Soluble fibers reduces the absorption of LDL cholesterol (the "bad" cholesterol), therefore lowering the risk for heart and artery disease as well as stroke. Fiber binds to the bile, which is cholesterol converted by the liver, and is excreted out of the body in feces. The binding of fiber and the bile results in the removal of most of the cholesterol (as bile) from the body. Soluble fibers also regulate the blood sugar in order to control diabetes. It neutralizes blood glucose by slowly absorbing the sugars that are released. Additionally, soluble fibers promote the feeling of fullness by slowing down the movement of food through the upper digestive tract. This helps maintain an ideal body weight by delaying hunger.

Excellent food sources for soluble fiber are low carbohydrate bread, legumes, psyllium husks, dried beans, flax seeds, and nuts.

Insoluble fibers promote regular bowel movements by moving the bulk through the intestines and maintaining an optimal pH balance in the intestines. It makes it easier to pass stool and increase stool bulk. Insoluble fibers help prevent constipation, hemorrhoids, appendicitis, weakening of the intestinal walls and development of cancerous substances that leads to colon cancer. Insoluble-fiber rich food sources are green vegetables, seeds and nuts, flax seeds, and psyllium husks.

There are no specific diseases that are due to fiber deficiency. However, low intake of fiber is associated with numerous health problems such as constipation, bowel irregularities, increased LDL cholesterol levels, obesity and possibly colon cancer.
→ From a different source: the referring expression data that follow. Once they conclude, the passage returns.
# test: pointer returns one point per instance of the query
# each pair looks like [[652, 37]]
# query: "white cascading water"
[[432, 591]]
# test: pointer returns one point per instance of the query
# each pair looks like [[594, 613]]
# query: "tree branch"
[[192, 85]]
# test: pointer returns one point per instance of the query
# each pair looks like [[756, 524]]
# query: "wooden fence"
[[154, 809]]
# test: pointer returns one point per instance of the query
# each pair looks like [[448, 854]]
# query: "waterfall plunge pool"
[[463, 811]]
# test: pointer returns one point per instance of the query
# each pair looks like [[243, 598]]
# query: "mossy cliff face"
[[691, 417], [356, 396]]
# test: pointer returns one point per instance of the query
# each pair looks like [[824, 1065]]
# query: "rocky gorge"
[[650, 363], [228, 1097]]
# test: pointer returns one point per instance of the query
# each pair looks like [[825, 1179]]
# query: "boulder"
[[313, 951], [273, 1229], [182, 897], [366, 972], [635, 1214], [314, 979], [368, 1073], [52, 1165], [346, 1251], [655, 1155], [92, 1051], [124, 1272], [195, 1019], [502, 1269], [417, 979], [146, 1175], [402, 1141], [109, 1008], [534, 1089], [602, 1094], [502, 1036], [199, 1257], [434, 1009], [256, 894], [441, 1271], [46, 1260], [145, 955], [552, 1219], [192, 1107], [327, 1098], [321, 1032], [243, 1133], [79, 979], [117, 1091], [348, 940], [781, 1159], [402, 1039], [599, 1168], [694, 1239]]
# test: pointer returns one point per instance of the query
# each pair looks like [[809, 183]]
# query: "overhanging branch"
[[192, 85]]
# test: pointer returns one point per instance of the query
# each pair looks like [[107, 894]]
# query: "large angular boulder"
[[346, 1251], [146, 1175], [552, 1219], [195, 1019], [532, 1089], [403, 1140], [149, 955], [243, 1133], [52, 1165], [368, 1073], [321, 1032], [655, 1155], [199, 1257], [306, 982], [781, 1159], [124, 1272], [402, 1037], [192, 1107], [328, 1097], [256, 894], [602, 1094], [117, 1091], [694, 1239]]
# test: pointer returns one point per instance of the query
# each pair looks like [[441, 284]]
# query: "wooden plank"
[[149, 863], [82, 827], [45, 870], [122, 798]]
Those that are high-risk for fiber depletion are individuals who have high intake of junk foods and whole wheat products and low intake of fiber-rich foods. In a day, it is recommended to consume 25-30 grams/day.

Excess amounts of fiber in the body can result in displacement of other nutrients from the diet. Too much fiber from supplements can also cause malabsorption of other nutrients and minerals causing their deficiencies. Additionally, fiber carries water out of the body and high intake of fiber may cause fluid imbalances resulting in dehydration. Excessive intake of fiber can also result in obstruction of the intestines.

Dr. James E. Carlson B.S.,D.O.,M.B.A.,J.D.